Después de las felicitaciones y
agradecimientos se lo tapan de nuevo, y todos se preparan para el asado ritual
de los sábados. Este se hacía a proa del castillo de popa, en un amplio espacio
entre el castillo y la bodega cuatro. Lo más lejos posible de los ruidos de los
motores y ventiladores de máquinas (el Neuquén tenía el casillaje al centro, un
poquito a popa) El tipo se sentó a la
mesa (era temprano, casi no había nadie todavía salvo el asador y algunos
mozos) y encaró el sol poniente. El buque se balanceaba amplia y lentamente, el
aire olía como sólo huele el aire de mar en el medio del charco, y la yema rojo
sangre del sol, un tanto achatada allá sobre el horizonte, espolvoreaba el agua
(medio negra y medio violeta) con una infinidad de escamas de oro.
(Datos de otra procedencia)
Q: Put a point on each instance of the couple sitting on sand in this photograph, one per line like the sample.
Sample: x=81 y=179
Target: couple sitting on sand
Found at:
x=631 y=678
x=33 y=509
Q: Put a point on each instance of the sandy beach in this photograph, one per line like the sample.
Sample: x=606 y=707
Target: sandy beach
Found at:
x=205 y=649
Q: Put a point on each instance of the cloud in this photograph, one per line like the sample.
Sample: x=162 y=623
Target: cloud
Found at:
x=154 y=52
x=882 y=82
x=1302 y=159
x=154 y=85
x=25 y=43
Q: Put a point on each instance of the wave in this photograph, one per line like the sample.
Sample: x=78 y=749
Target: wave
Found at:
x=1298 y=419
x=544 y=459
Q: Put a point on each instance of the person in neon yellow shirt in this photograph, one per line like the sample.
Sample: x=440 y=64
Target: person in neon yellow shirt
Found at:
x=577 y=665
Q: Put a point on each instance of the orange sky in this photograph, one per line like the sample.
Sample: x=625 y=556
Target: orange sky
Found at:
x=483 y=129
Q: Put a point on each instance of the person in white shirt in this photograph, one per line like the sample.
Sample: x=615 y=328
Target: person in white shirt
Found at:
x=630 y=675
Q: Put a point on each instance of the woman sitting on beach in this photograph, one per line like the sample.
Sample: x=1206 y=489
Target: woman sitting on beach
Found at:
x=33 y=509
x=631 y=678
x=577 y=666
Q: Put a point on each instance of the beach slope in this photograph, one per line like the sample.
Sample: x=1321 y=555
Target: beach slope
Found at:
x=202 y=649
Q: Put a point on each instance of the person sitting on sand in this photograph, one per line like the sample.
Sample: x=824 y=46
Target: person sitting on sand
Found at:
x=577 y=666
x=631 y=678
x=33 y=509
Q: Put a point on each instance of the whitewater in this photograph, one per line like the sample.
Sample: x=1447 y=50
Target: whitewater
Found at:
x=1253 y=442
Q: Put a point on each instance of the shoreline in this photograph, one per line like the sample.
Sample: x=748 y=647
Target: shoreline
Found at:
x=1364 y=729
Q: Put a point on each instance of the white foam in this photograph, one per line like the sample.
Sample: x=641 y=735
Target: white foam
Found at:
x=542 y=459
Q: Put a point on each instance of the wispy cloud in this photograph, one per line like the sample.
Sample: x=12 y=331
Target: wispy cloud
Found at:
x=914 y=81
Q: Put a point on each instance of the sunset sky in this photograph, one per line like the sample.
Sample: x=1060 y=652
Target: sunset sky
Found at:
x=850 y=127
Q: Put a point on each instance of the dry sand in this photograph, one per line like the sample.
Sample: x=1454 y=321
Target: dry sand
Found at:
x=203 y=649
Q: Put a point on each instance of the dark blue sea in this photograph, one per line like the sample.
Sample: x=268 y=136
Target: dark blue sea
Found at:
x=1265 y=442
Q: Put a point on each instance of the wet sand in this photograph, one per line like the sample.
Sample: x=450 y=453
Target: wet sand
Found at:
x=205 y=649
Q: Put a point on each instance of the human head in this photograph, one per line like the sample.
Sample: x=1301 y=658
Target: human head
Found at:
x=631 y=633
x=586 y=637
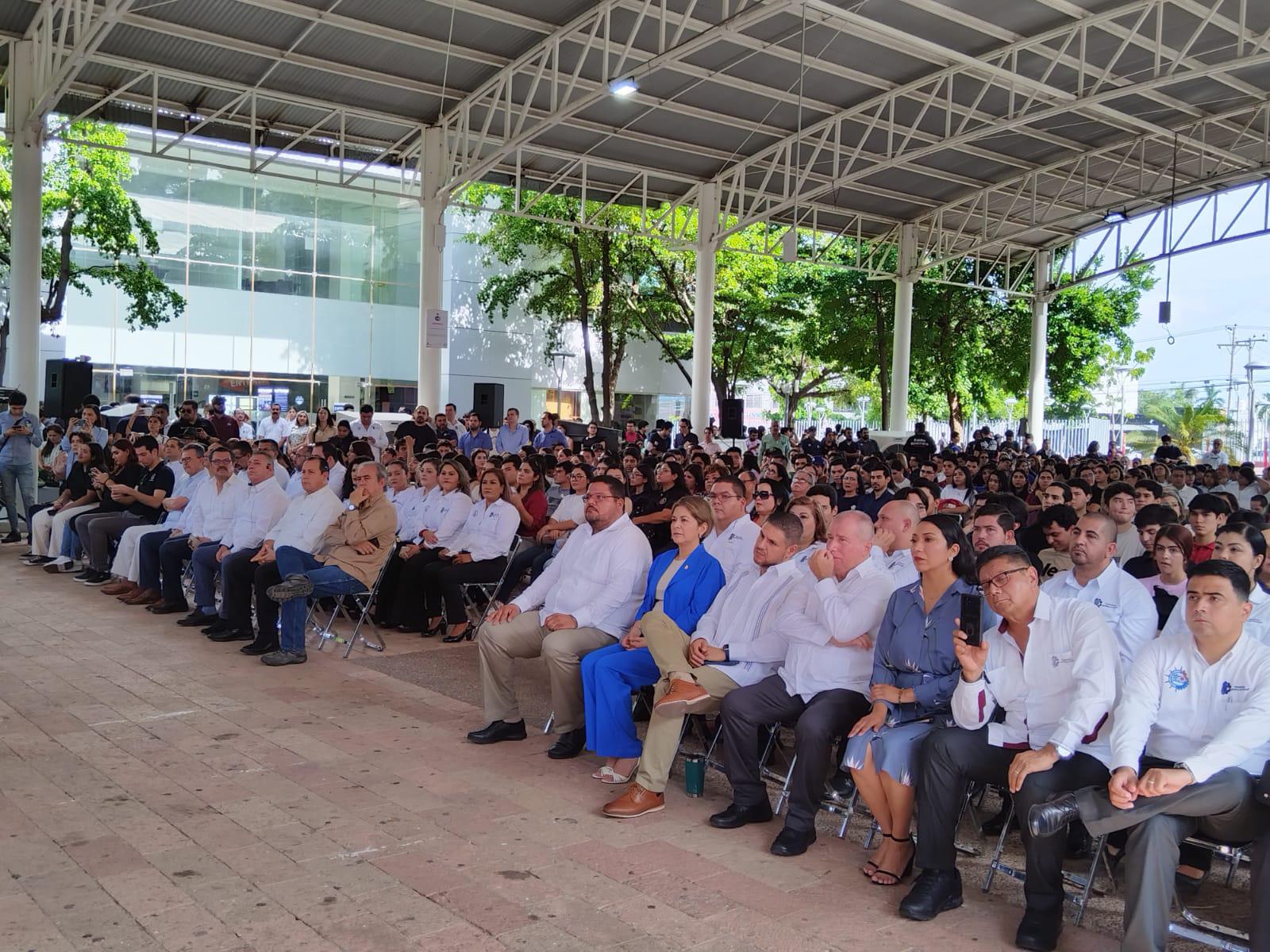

Un vientito
salado y tibio acariciaba la piel.
-¿Qué te traigo?- le dijo el
mozo de oficiales (en aquellas épocas los buques tenían cantina, es decir, un
stock de productos, a precio sin impuestos, comprados por la Empresa y cuyo
consumo a bordo se descontaba a fin de mes del sueldo. Era barato, era cómodo, y reconfortante)
-Tinto. Del bueno-
-Una de tinto, entonces…-
-No, no, no. Una para empezar.
Vos seguí trayendo hasta que yo te diga basta: Hoy festejo-
Se salvó de la resaca del día
siguiente (cosa que interpretó como que el Cosmos entendía y perdonaba su
pequeño exceso), pero los años transcurridos desde entonces no lograron que se
perdonara a sí mismo los sustos recibidos. Imputado de Nabo de Primera Clase
por su sentido común, los cuidados que ha venido teniendo desde entonces
alcanzan apenas para pretender una reducción de condena por buena conducta…
pero aquel cagaso no se lo saca nadie.